[Common] Comm+GEMM overlap API updated to support cuBlasMp backend (incl. framework API) by denera · Pull Request #2443 · NVIDIA/TransformerEngine

denera · 2025-12-02T19:47:14Z

Description

This PR adds support for the NVTE cuBlasMp bindings in the Comm+GEMM overlap API.

Type of change

Documentation change (change only to the documentation, either a fix or a new content)
Bug fix (non-breaking change which fixes an issue)
New feature (non-breaking change which adds functionality)
Breaking change (fix or feature that would cause existing functionality to not work as expected)
Infra/Build change
Code refactoring

Checklist:

I have read and followed the contributing guidelines
The functionality is complete
I have commented my code, particularly in hard-to-understand areas
I have made corresponding changes to the documentation
My changes generate no new warnings
I have added tests that prove my fix is effective or that my feature works
New and existing unit tests pass locally with my changes

ptrendx · 2025-12-02T21:35:51Z

@@ -17,6 +18,12 @@

 #define NVTE_COMM_OVERLAP_MAX_STREAMS 3

+/* \brief Check if TE is built with cuBlasMp.


nit: cuBLASMp

ptrendx · 2025-12-02T21:40:28Z

@@ -526,6 +514,11 @@ class CommOverlapHelper : torch::CustomClassHolder {
                    ExtComm comm);

  void ub_barrier(ExtComm comm);
+
+  int64_t get_nccl_comm_ptr(std::string comm_name) {
+    NVTE_CHECK(backend_is_nccl, "Cannot get nccComm_t ptr if backend is not NCCL.");


This error message could be more descriptive - e.g. something like "chosen backend for the communication-computation overlap (cuBLASMp) requires NCCL communicator, but the passed ProcessGroup uses a different backend."

greptile-apps · 2025-12-16T23:03:21Z

Greptile Summary

This PR integrates the cuBLASMp backend into the Comm+GEMM overlap API across both the PyTorch and JAX frameworks, adding new constructors, Python bindings, and test infrastructure so callers can opt in via initialize_ub(with_cublasmp=True) or --use-cublasmp flags.

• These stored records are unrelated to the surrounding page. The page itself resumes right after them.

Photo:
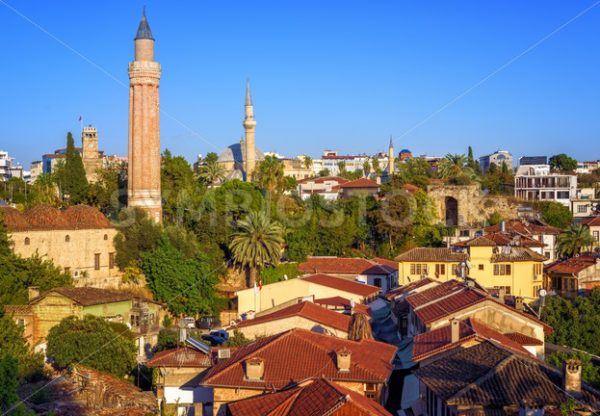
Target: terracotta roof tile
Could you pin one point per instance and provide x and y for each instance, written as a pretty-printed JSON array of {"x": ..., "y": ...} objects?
[
  {"x": 320, "y": 397},
  {"x": 431, "y": 254},
  {"x": 437, "y": 340},
  {"x": 314, "y": 356},
  {"x": 490, "y": 376},
  {"x": 43, "y": 217},
  {"x": 180, "y": 357},
  {"x": 307, "y": 310},
  {"x": 360, "y": 183},
  {"x": 344, "y": 285},
  {"x": 344, "y": 265}
]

C++ layer: Adds cuBLASMp constructors to CommOverlapCore, CommOverlapBase, and CommOverlapP2PBase that accept a raw ncclComm_t, plus a cublasmp_capture_warmup helper in the PyTorch extension layer that runs a dummy matmul to force cuBLASMp's lazy NCCL window registration and workspace allocation before any CUDA-graph capture occurs. CommOverlapHelper is extended to bootstrap and manage NCCL communicators via ncclCommInitRank when built with NVTE_WITH_CUBLASMP=1.
Python layer (PyTorch): initialize_ub() gains a with_cublasmp flag; module classes (Linear, LayerNormLinear, LayerNormMLP) add runtime guards that disable bulk overlaps and emit warnings for the cuBLASMp path, and the forward/backward functions are updated to read results from the GEMM output tensor rather than the extra-output buffer.
Python layer (JAX): cgemm_helper.cpp is updated to select between Userbuffers and cuBLASMp executors based on CgemmConfig::use_cublasmp, including use_cublasmp in the plan-ID hash for correct executor caching.

Confidence Score: 3/5

Not safe to merge as-is: several correctness issues introduced by this PR remain unaddressed across the C++, Python, and test layers.

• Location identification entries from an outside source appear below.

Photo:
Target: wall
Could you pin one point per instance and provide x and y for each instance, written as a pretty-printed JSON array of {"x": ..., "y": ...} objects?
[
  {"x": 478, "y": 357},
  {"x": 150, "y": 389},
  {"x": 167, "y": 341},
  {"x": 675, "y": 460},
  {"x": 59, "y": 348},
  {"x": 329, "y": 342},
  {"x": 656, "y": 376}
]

The warmup helper leaks up to three device allocations whenever the cuBLASMp matmul or stream-sync throws, which happens inside the object constructor and therefore silently survives into production. The JAX NCCL ID file still has no per-run isolation token, so concurrent test jobs on a shared machine can corrupt each other's communicator bootstrap. The test script's non-FP8 cuBLASMp path never assigns all_outputs2 for the atomic+AG+check-numerics combination, meaning that code path would crash at runtime. The public comm_gemm_overlap.h header now pulls in nccl.h and comm_gemm.h unconditionally, forcing NCCL onto every downstream translation unit regardless of build flags, and test_comm_gemm.cu includes cublasmp.h without a compile-time guard, breaking non-cuBLASMp developer builds.

transformer_engine/pytorch/csrc/extensions/comm_gemm_overlap.cpp (warmup memory leak), transformer_engine/common/include/transformer_engine/comm_gemm_overlap.h (unconditional NCCL headers), transformer_engine/jax/csrc/extensions/cgemm_helper.cpp (NCCL ID file race), tests/pytorch/distributed/run_gemm_with_overlap.py (all_outputs2 undefined), tests/cpp_distributed/test_comm_gemm.cu (unconditional cublasmp.h include)

Important Files Changed

Filename	Overview
transformer_engine/pytorch/csrc/extensions/comm_gemm_overlap.cpp	Adds cuBLASMp bootstrap logic to CommOverlapHelper (ncclCommInitRank, shared_ptr lifetime management) and the cublasmp_capture_warmup helper; CUDA memory is freed with bare cudaFree calls that will leak on any exception thrown by the warmup GEMM or stream sync.
transformer_engine/pytorch/module/linear.py	Forward path gains cuBLASMp-aware output routing and an unconditional out.view() that reshapes the output for every caller (not just cuBLASMp), which changes output shape for existing 3-D input users.
transformer_engine/pytorch/module/base.py	initialize_ub() gains with_cublasmp parameter; correctly bypasses multicast check, disables bulk/external methods, and sets _ub_initialized flag. CommOverlapHelper now always takes two process-group args for the single-domain case.
transformer_engine/pytorch/module/layernorm_linear.py	Bulk-overlap flags are correctly disabled at runtime via using_cublasmp_backend(); cuBLASMp-aware output routing added for forward and backward; ln_out_total aliasing guard prevents premature deallocation.
transformer_engine/pytorch/module/layernorm_mlp.py	any() call now correctly takes a list; bulk flags cleared under cuBLASMp; ln_out_total alias guard added; fc2 wgrad re-gather for cuBLASMp path looks correct.
transformer_engine/jax/csrc/extensions/cgemm_helper.cpp	use_cublasmp is now included in the plan_id hash and the correct tp_rank accessor is used; NCCL ID file path still lacks a per-run isolation token, creating a cross-job race on shared machines.
tests/pytorch/distributed/run_gemm_with_overlap.py	torch.transpose and tuple-unpack bugs fixed; but all_outputs2 is still never assigned for the non-FP8 cuBLASMp path (--quantization none --atomic --comm-type AG --check-numerics), causing a NameError at line 829.
transformer_engine/pytorch/ops/fused/userbuffers_backward_linear.py	cuBLASMp column-parallel backward path: async x gather started before dgrad GEMM+RS, waited before wgrad; FP8/MXFP8 quantizer usage split looks correct.
transformer_engine/common/include/transformer_engine/comm_gemm_overlap.h	Adds cuBLASMp constructors and _with_cublasmp/_cublasmp_ctx members; nccl.h and comm_gemm.h included unconditionally without #ifdef guards, requiring NCCL in all translation units that include this header.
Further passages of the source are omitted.